Agravo de Instrumento n. 2014.018952-9, de (a) Chapecó

Relator: Des. Júlio César M. Ferreira de Melo

AGRAVO DE INSTRUMENTO. DECISÃO QUE INDEFERIU AS DENUNCIAÇÕES À LIDE. EVICÇÃO. CADEIA DOMINIAL SUCESSIVA COMPROVADA. POSSIBILIDADE DE DENUNCIAÇÃO À LIDE QUANTO ÀQUELE QUE VENDEU O BEM AO DENUNCIANTE. LEGITIMIDADE DO DENUNCIADO. CONDIÇÕES DA AÇÃO. VERIFICAÇÃO COM BASE NA TEORIA DA ASSERÇÃO (PROSPETTAZIONE). AS CONDIÇÕES DA AÇÃO SÃO VERIFICADAS DE PLANO, CONFORME AS ALEGAÇÕES INICIAIS DO AUTOR. PRECEDENTES NESTA CORTE E NO SUPERIOR TRIBUNAL DE JUSTIÇA. DENUNCIAÇÃO À LIDE PER SALTUM. INADMISSÃO. INTERPRETAÇÃO DO ART. 456 DO CC E 73 DO CPC. PERMITE-SE SOMENTE A DENUNCIAÇÃO À LIDE SUCESSIVA. DENUNCIAÇÃO À LIDE DA UNIÃO. IMPOSSIBILIDADE. AMPLIAÇÃO DA MATÉRIA DISCUTIDA NOS AUTOS. MALFERIMENTO DOS PRINCÍPIOS ENSEJADORES DA DENUNCIAÇÃO À LIDE (ECONOMIA E CELERIDADE PROCESSUAL). RECURSO CONHECIDO E PARCIALMENTE PROVIDO.

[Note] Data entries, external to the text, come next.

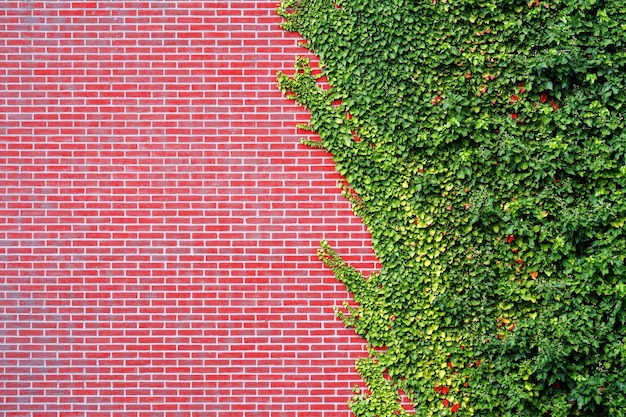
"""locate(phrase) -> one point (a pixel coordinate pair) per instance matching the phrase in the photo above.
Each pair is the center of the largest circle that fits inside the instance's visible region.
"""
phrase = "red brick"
(159, 220)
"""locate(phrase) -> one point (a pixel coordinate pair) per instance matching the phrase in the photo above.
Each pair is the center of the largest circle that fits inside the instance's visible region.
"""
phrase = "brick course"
(159, 220)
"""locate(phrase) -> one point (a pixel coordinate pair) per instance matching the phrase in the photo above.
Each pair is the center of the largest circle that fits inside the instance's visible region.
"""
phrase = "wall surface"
(159, 220)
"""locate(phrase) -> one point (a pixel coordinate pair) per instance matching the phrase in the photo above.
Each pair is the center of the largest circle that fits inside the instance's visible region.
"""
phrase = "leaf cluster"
(483, 145)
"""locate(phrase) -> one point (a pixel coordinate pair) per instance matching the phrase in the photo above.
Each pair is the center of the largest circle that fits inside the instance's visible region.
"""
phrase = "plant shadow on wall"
(483, 145)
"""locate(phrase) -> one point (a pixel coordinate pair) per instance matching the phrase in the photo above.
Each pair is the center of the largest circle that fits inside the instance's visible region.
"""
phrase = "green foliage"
(483, 145)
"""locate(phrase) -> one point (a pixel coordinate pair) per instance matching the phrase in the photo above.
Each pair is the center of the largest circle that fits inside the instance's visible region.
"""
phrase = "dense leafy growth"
(483, 145)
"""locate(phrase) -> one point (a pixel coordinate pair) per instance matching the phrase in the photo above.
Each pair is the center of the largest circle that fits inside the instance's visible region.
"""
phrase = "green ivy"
(483, 145)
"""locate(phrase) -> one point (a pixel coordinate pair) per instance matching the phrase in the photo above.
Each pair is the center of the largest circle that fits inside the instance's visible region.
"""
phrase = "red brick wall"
(159, 220)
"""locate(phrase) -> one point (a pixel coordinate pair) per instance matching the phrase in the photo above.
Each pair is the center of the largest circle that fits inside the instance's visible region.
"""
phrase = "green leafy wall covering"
(483, 145)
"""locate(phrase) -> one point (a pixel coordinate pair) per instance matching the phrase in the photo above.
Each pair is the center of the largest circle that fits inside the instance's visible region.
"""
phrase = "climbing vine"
(483, 145)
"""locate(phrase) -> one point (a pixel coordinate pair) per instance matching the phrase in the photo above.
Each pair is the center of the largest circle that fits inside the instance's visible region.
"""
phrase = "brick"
(159, 220)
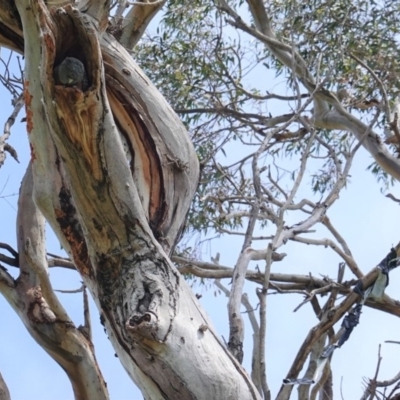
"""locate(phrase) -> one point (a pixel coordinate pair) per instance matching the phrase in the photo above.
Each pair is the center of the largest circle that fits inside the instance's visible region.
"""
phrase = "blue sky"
(364, 216)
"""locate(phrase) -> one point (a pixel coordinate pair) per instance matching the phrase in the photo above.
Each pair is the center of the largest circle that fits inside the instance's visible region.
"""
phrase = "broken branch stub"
(118, 211)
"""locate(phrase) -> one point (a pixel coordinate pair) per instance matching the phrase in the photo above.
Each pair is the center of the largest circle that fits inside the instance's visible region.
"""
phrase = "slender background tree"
(279, 100)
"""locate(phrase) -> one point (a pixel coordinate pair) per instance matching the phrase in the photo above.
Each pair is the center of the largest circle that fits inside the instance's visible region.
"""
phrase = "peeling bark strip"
(118, 212)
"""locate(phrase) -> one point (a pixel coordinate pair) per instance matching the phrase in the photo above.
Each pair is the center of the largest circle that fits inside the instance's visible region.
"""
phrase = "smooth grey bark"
(119, 212)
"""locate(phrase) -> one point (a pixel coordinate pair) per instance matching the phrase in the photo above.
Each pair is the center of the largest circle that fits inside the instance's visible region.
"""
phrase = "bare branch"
(137, 20)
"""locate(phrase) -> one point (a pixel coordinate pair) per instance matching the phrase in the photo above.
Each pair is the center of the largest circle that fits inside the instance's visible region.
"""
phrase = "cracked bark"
(118, 217)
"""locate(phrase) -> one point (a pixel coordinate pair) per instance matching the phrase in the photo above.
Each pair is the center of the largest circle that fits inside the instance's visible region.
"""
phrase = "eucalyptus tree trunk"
(113, 172)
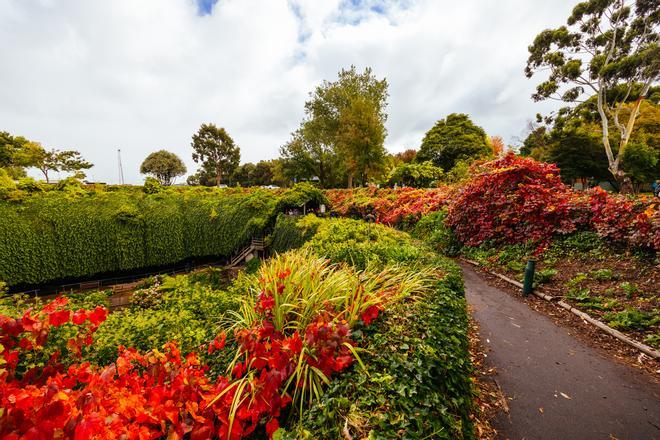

I - O art. 70, I, do CPC, sob os influxos dos princípios da economia e celeridade processual, permite a denunciação à lide daquele que sofre os efeitos da evicção para, em demanda regressiva, ser indenizado dos prejuízos.

II - A análise das condições da ação far-se-á conforme as afirmações do Denunciante na contestação, ou seja, in statu assertionis, e, caso seja provada a inexistência de pertinência subjetiva, julgar-se-á o processo com análise do mérito.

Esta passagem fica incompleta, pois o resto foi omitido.